The Formal Charges (Indictment if felony, or Accusation if misdemeanor)
Whether or not a case is presented to a grand jury, a grand jury will decide whether to indict (formally charge) you if you are accused of a felony.
This will be made up of 16-23 randomly selected voters from the county where your case is heard. The jury will base its decision on the evidence from the district attorney and it will issue either:
- A “true bill” of indictment, which formally indicts you
- A “no bill” of indictment, in which case you will be released and the charges against you dropped
If your case is a misdemeanor, the prosecutor may opt not to take your case to the grand jury, and instead will file what is called an “accusation.” This is simply a formal charging document that the prosecutor files, stating that the prosecutor believes there to be probable cause for the case to proceed.
Arraignment (pleading guilty or not guilty)
The arraignment is held in either State Court or Superior Court. The judge will read the charges against you and you will be asked to enter either a guilty or not guilty plea.
For a not guilty plea, a trial date will be set and, providing bail has been granted, you are free to leave and return to court on the allotted date.
Accepting a sentence (i.e. “pleading guilty”) is the other option, and there are numerous types of them that will end up with the court sentencing you. To name a few, there are: negotiated guilty pleas, non-negotiated guilty pleas, “Alford pleas,” no contest pleas, First Offender pleas, Conditional Discharge pleas, diversion pleas, and “Stinson pleas” into an accountability court. If you decide to enter one of these pleas, the judge will hold a plea hearing to determine if you understand the rights you are giving up.

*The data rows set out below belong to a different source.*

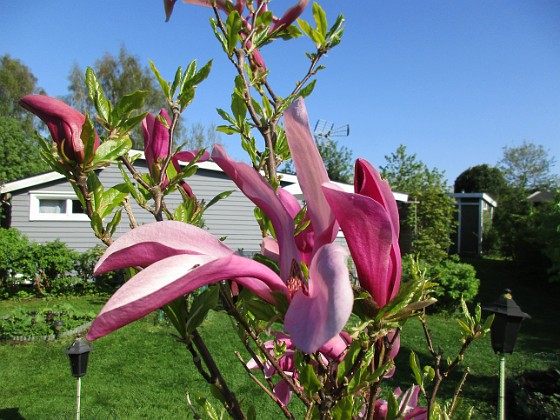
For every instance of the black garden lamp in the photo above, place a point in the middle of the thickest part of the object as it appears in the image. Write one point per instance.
(57, 325)
(507, 321)
(78, 353)
(503, 333)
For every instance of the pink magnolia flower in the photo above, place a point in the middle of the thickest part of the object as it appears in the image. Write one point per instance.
(368, 218)
(181, 258)
(64, 123)
(331, 350)
(279, 23)
(156, 148)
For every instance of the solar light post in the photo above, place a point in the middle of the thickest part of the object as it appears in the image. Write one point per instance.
(78, 353)
(503, 333)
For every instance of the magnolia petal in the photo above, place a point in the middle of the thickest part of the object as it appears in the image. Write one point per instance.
(150, 243)
(170, 278)
(369, 235)
(290, 16)
(255, 187)
(63, 121)
(368, 182)
(310, 171)
(313, 319)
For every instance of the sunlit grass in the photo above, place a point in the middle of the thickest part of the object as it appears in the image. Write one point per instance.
(140, 371)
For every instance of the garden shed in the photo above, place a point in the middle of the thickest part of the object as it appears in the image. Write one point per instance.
(474, 216)
(45, 208)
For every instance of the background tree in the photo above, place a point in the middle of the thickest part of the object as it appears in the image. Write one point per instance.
(337, 159)
(481, 178)
(19, 150)
(429, 218)
(16, 80)
(199, 136)
(118, 76)
(528, 167)
(525, 231)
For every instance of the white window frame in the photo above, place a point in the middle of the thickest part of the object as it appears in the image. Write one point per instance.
(36, 196)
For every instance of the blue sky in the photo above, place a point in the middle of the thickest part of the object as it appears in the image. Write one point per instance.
(454, 81)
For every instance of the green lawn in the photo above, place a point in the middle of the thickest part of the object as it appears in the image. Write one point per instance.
(141, 372)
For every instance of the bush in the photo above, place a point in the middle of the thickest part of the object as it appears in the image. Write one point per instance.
(17, 256)
(107, 282)
(41, 322)
(454, 279)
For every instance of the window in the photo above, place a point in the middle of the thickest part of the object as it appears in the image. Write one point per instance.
(47, 205)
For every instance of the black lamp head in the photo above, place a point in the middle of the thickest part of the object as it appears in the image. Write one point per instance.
(507, 321)
(78, 353)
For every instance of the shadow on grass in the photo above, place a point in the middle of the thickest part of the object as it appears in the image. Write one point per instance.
(10, 414)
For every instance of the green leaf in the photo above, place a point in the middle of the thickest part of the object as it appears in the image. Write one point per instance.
(95, 189)
(308, 89)
(343, 410)
(97, 96)
(306, 28)
(112, 198)
(201, 75)
(126, 125)
(129, 103)
(110, 150)
(392, 407)
(308, 379)
(201, 305)
(233, 25)
(218, 197)
(260, 309)
(96, 225)
(176, 82)
(346, 364)
(162, 82)
(320, 19)
(415, 366)
(88, 137)
(238, 108)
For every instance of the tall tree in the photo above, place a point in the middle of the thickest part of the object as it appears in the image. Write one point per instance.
(430, 214)
(16, 80)
(118, 76)
(19, 149)
(199, 137)
(481, 178)
(528, 167)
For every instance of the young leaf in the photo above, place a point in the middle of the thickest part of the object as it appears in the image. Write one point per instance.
(233, 25)
(162, 82)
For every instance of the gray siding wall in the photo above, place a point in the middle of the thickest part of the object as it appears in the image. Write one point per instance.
(231, 218)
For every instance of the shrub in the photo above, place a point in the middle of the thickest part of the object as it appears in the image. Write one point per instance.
(41, 322)
(17, 256)
(85, 264)
(454, 279)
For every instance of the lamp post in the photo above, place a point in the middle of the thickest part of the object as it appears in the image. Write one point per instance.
(503, 333)
(78, 353)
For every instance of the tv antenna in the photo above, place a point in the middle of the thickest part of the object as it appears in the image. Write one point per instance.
(326, 130)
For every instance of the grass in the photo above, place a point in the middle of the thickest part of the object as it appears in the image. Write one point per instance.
(141, 372)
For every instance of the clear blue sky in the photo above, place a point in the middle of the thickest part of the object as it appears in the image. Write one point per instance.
(454, 81)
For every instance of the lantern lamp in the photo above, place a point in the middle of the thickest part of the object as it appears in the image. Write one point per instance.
(78, 353)
(507, 321)
(503, 333)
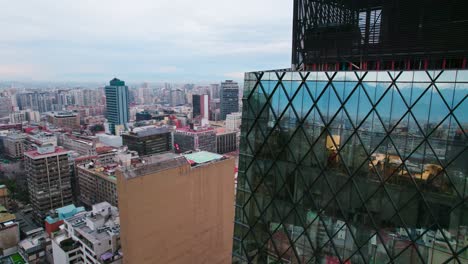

The court will also determine the sentence.
Sometimes a “no contest” (also known as a “nolo” or “nolo contendere”) plea can be entered. This means that you will not contest the charges against you and will not attempt to prove your innocence or disprove your possible guilt. It generally leads to a conviction but may sometimes be used to avoid collateral consequences, such as license suspensions, or civil penalties.
Before the sentencing hearing, the court will usually investigate whether any mitigating circumstances help explain why the crime was committed.
At the sentencing hearing, your past criminal record will also be considered, as will any mitigating or aggravating circumstances.
With a “not guilty” plea, the case will usually proceed to trial. Before then (or at any stage of the process) the prosecutor may meet with your defense attorney for a plea bargain (negotiation) process.
Plea bargains can save everyone time and may be able to settle the case without a trial. They are often encouraged by judges as they lower the caseload for the courts. HOWEVER, if you want to fight your case, you should. You have a constitutional right to a jury trial, and using that right is the great almost-equalizer in our criminal justice system.
What is a court-supervised DUI treatment program in Georgia?
In Georgia, DUI court is often seen as a way to escape the most serious consequences of a DUI conviction.
During the plea-bargaining process, your lawyer may accept that DUI court is the best option for you if you have multiple drug or alcohol-related offenses on your record and require treatment. It is a term of probation to help you avoid excessive jail time.
While it can protect you from the harshest penalties, it is no easy ride. It may involve weekly court appearances, drug or alcohol testing, intensive counseling, and a fourth amendment waiver that allows DUI Court officials to access your home and vehicle.
You must remain 100 percent accountable during the program and cannot afford any slipups or you will face more time in class, more community service, or even more time in jail than if you had simply accepted the initial punishment upfront.
So, the bottom line is that you should only consider this option if you have discussed the alternatives thoroughly with your criminal defense lawyer, understand what will be expected of you, and are committed to completing the program successfully.